Mrs. Linde calls Krogstad by his christened name, "Nils," which suggests that they are or were on very close terms. Krogstad also bitterly tells Mrs. Linde what a heartless woman she is for having left him when a more "lucrative" chance came up. These less formal interactions imply that Krogstad and Kristine had a relationship in the past.

2. What idea does Mrs. Linde broach to Krogstad?
Kristina tells Krogstad how meaningless life has been for her because she no longer has anyone to look after anymore. She proposes the idea that she and Krogstad get married, so that the "two shipwrecked people could join forces" (page 209) and regain their places in the world. This way, she will have more purpose in her life and he can slowly earn back the respect of his co-workers and peers.

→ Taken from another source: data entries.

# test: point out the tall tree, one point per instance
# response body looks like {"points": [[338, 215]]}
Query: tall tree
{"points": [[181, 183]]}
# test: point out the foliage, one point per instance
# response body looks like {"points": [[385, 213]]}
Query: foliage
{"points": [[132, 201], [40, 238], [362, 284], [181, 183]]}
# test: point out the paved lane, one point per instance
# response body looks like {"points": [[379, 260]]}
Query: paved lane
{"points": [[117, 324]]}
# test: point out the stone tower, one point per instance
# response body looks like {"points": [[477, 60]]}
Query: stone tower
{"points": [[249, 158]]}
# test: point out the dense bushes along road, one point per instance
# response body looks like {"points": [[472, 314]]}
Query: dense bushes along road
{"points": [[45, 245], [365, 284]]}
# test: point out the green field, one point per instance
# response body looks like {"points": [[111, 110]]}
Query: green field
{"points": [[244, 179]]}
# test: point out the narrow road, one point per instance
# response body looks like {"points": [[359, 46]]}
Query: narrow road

3. How would a marriage between Mrs. Linde and Krogstad differ from the Helmer marriage, and what literary device is suggested?
Unlike Nora and Helmer's marriage, filled with secrecy and deception, Mrs. Linde and Krogstad are open and honest with each other. Krogstad and Mrs. Linde are able to openly confront one another and are well aware of each other's past. It seems that Mrs. Linde and Krogstad see each other's true identities, as Mrs. Linde says to Krogstad, " i have faith in you - the real you" (210). Additionally, Mrs. Linde would be the one earning money for the family (contrary to Torvald's previous role as the working husband), because she needs "something - and someone - to work for" (209).Their conversation is rife with similes and figurative speech.

4. Why does Mrs. Linde tell Krogstad to leave his letter in the mailbox for Helmer to read?
After witnessing the lifestyle of the Helmer's, Mrs. Linde attests that the way Nora and Torvald are living is unacceptable. Nora's behavior is the most shocking to Mrs. Linde, as she is keeping secrets from the head of the household. Thus, Mrs. Linde wants Krogstad to leave his letter in the mailbox so Helmer can finally know the truth, because "this wretched secret must be brought out into the open so that there's complete understanding between them" (211).

5. What does the fancy-dress ball symbolize?
The fancy dress ball symbolizes the lies and deceit that exist between Nora and Helmer and conveys the artificial nature of their marriage. Helmer only enjoys Nora's fisher girl costume because he fantasizes that she is his new bride; Helmer is in love with the fantastic concept of Nora, but has no interest in knowing the real person. While Nora and Helmer's relationship may seem ordinary to the general public (i.e. the fancy-dress ball party-goers), there are actually a myriad of underlying problems within their marriage that Nora is keeping in the dark.